In our research on industrial strategy for the region we can see that a wide range of interested groups – from the private, social and public sectors – want to work together.

However, newly-elected metro mayor Steve Rotheram, and the Combined Authority, face many acute problems as a result of regional economic inequalities, which pervade the UK like no other European country.  

Over thirty years or more the UK economy has decoupled into a spectrum of fast and slow-speed regional economies.  London sits at one end and the geographically peripheral and northern city regions sit at the other.

The picture of Liverpool City Region is one that has emerged from a period of decline in the late twentieth century.  The rapid deterioration of the local economy from the early 1970s should not be forgotten because its lessons are still relevant today.  

In the 1960s, the port of Liverpool was still regarded as ‘Britain’s front door’. Around the same time, the Liberal local authority in Liverpool were imposing their own version of rate cuts, and global capital was discovering a new mobility. 

The collapse of port trade, the flight away of branch plants to new emerging markets, and the fiscal crisis of local government were instrumental in the near breakdown of the local economy.  Now, it’s a city region that’s performing reasonably well in comparison to its recent past, but by no means reaching its potential.

Brexit, devolution and a city region industrial strategy present challenges for Liverpool City Region, but can be faced with some degree of optimism. 

To put it bluntly, we’ve been here before.  We faced the industrial restructuring of the 1980s in a different context to other northern cities and from a much more disadvantaged position. 

This time, we know we have some bedrock sectors on which we can build an industrial strategy. We know that we can ‘bend’ the power of public sector spending to support the local economy, and we know that we can find the means to add more democratic accountability into the city economy. 

Each of these will open new opportunities for more job creation, and will provide a foundation on which we improve the quality of jobs and businesses in the city region. 

Our work shows that manufacturing in the Liverpool City Region is 20% more productive than in England overall. 

Manufacturing creates wealth and provides jobs with security, although many of the bigger firms and their suppliers reside in some of the poorest parts of the country.  This raises a question about how we retain more of the wealth created to the benefit of local people? 

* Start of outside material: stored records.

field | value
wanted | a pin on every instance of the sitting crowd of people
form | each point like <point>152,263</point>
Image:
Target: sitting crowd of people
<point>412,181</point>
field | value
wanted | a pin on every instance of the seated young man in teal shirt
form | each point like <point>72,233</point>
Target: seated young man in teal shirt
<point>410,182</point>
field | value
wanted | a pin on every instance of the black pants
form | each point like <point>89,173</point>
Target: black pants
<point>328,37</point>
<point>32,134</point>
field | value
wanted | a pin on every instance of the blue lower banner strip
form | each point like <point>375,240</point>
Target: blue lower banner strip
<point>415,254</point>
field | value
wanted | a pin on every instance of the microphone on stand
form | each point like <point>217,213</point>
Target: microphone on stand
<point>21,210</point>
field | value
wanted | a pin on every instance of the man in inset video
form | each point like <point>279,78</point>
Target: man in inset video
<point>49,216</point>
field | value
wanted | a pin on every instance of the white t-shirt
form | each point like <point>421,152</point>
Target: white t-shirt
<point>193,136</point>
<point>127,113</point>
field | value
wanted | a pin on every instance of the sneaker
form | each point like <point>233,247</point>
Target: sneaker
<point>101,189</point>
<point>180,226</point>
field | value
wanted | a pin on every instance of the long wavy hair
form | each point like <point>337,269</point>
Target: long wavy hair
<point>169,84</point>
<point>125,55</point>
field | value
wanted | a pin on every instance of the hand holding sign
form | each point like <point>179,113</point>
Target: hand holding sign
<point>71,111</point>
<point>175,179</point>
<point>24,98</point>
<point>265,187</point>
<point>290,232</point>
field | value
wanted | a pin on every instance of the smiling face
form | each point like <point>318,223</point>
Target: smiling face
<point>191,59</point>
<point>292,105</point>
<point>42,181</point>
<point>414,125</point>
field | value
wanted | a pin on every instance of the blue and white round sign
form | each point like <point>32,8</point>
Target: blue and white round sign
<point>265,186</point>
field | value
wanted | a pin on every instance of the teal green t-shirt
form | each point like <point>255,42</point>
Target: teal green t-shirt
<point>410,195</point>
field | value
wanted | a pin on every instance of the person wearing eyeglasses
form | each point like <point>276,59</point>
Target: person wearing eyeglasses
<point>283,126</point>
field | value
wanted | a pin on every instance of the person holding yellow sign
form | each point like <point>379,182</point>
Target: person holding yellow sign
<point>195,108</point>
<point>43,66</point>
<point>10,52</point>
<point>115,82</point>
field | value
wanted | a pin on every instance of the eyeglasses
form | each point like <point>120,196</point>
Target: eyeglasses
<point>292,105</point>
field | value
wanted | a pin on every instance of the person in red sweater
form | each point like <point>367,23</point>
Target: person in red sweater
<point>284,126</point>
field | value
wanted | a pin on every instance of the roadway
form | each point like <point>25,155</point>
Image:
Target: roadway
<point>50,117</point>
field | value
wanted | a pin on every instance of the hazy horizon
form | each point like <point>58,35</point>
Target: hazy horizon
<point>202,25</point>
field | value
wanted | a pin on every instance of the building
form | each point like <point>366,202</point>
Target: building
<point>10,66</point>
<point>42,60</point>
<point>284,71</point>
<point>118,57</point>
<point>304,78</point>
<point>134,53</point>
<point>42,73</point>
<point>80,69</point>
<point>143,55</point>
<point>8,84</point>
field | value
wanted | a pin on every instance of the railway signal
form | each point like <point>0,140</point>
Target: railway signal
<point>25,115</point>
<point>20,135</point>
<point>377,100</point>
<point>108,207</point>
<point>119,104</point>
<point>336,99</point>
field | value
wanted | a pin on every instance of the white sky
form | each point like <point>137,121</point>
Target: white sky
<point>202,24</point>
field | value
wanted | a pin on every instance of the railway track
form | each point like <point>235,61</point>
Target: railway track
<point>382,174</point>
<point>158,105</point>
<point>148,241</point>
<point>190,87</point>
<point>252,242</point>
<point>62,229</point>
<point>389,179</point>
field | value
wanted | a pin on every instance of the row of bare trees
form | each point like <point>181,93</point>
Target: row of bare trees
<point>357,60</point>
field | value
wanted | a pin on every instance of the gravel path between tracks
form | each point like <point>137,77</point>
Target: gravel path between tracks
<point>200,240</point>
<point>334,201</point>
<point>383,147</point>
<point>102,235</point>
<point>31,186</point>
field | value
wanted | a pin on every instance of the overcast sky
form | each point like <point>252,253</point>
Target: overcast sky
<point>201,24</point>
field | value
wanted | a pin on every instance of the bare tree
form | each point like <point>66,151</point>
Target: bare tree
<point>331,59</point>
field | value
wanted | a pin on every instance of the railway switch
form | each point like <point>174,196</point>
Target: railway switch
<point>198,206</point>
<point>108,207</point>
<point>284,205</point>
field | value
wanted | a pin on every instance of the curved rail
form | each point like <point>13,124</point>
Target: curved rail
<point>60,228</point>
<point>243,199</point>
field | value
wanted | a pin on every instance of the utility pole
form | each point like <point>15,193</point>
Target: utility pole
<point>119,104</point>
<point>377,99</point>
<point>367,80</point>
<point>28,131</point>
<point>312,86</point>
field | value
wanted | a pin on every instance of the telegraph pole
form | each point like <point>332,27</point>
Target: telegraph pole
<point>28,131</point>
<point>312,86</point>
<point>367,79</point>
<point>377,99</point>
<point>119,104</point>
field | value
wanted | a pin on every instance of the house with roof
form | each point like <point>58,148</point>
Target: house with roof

The visitor economy supports around 50,000 people in employment in the city region yet is dogged by perceptions of low value, exploitative jobs.  The question then, is how we turn employment in this sector into higher quality with career opportunities, more security and better training. 

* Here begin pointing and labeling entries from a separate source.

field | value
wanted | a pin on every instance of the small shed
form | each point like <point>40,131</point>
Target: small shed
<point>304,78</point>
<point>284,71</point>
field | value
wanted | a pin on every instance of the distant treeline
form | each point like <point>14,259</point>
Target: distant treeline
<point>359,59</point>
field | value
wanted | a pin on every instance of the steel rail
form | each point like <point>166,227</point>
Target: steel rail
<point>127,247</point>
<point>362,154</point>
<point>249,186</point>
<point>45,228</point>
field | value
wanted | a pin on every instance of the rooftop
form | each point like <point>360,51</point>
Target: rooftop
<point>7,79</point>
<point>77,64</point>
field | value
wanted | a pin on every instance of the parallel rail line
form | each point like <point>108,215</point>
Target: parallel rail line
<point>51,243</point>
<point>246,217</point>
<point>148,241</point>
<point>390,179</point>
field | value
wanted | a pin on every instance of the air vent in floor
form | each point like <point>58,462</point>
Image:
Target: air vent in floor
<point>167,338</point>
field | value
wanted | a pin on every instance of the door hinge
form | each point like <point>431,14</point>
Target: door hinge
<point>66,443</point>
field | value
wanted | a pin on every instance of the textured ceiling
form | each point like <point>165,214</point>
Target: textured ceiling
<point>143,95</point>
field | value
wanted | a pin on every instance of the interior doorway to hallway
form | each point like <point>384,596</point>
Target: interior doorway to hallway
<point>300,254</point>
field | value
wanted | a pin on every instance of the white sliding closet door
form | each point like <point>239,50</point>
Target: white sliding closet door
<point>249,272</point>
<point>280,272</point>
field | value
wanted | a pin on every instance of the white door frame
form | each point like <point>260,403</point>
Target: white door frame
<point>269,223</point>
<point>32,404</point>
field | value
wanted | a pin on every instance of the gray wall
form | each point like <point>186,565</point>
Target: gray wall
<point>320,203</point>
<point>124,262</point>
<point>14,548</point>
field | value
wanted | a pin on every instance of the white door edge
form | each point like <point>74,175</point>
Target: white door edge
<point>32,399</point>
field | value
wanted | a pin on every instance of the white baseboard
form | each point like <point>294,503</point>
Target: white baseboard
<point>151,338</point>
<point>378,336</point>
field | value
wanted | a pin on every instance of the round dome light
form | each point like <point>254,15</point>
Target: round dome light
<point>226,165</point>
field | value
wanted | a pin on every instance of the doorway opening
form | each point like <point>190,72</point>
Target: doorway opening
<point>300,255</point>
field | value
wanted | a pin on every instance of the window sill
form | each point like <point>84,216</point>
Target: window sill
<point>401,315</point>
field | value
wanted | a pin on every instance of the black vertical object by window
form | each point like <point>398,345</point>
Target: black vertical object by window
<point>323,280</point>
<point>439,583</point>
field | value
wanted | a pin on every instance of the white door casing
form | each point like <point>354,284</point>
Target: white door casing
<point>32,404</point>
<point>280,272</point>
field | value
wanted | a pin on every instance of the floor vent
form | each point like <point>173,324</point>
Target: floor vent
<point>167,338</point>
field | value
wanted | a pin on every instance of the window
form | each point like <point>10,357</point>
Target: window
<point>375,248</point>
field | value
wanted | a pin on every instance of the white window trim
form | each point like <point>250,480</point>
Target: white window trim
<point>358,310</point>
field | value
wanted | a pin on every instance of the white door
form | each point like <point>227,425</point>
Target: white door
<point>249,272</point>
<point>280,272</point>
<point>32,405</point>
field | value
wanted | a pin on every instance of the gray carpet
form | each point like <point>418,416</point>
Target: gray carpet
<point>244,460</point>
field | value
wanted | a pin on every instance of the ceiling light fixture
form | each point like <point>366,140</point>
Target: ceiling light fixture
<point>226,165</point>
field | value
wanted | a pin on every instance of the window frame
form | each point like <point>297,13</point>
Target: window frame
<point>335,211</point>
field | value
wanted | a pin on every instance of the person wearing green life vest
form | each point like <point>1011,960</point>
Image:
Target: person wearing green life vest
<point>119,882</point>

We also need to consider how people in this sector have their concerns heard, how and who represents them.

Brexit will mean an end to European structural funds, hugely important in the recent development of Liverpool City Region, so we must think about how we bend public expenditure to support social and economic impact.

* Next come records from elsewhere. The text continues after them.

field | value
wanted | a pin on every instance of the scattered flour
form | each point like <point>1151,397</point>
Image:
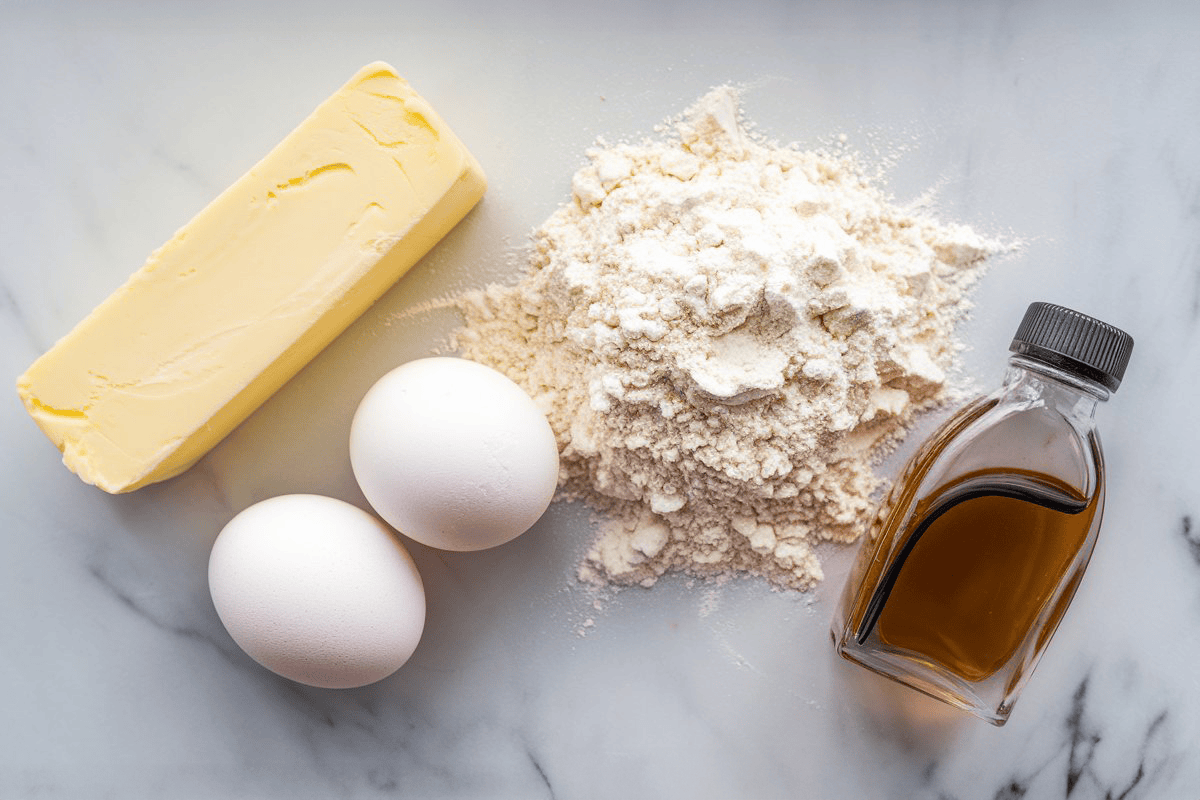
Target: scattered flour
<point>724,334</point>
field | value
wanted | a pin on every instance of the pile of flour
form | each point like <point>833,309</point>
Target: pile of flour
<point>724,332</point>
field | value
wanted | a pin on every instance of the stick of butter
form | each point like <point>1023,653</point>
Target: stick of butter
<point>252,288</point>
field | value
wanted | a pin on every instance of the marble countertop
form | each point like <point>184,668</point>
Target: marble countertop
<point>1072,126</point>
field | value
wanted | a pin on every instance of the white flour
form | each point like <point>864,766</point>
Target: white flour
<point>723,332</point>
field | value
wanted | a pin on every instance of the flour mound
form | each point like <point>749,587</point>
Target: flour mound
<point>723,334</point>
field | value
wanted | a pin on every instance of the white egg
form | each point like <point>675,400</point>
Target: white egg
<point>454,455</point>
<point>317,590</point>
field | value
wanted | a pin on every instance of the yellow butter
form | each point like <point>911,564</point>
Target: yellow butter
<point>252,288</point>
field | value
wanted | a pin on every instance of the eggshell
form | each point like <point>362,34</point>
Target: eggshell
<point>454,455</point>
<point>317,590</point>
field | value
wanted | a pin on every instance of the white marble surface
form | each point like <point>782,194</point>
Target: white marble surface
<point>1071,125</point>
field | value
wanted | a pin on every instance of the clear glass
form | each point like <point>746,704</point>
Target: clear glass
<point>978,548</point>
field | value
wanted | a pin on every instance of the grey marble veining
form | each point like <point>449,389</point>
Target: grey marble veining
<point>1071,126</point>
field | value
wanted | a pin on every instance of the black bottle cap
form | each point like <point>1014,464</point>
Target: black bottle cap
<point>1074,342</point>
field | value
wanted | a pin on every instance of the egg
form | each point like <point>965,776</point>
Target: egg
<point>454,455</point>
<point>317,590</point>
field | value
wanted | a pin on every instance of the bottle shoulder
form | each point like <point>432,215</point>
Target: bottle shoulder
<point>1012,432</point>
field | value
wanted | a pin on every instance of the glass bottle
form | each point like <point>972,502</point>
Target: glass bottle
<point>978,548</point>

We can increase the multiplier effect through local spending and hold social value creation at the centre of a strategy for the public sector.

In the short term, devolution provides us with an opportunity to think much more strategically about the city region.  The creation of the Fairness and Social Justice Advisory Board should help to consider aspects of local economic development, such as fair employment. 

The Skills Commission can help to eradicate low value-added training regimes and address the challenges facing sectors such as the visitor economy.  By appointing a lead person for inclusive growth and social value within the Combined Authority, we’ve sent a clear message about what type of local economy we want. 

As the second devolution deal is negotiated, it’s important to reinforce aspects of democracy and to be careful with devolved fiscal responsibility. 

Yet the overall environment is set by central government and they too need to commit to addressing regional inequality.  They can help achieve this by ending austerity and employment insecurity, and carefully managing the instability caused by Brexit.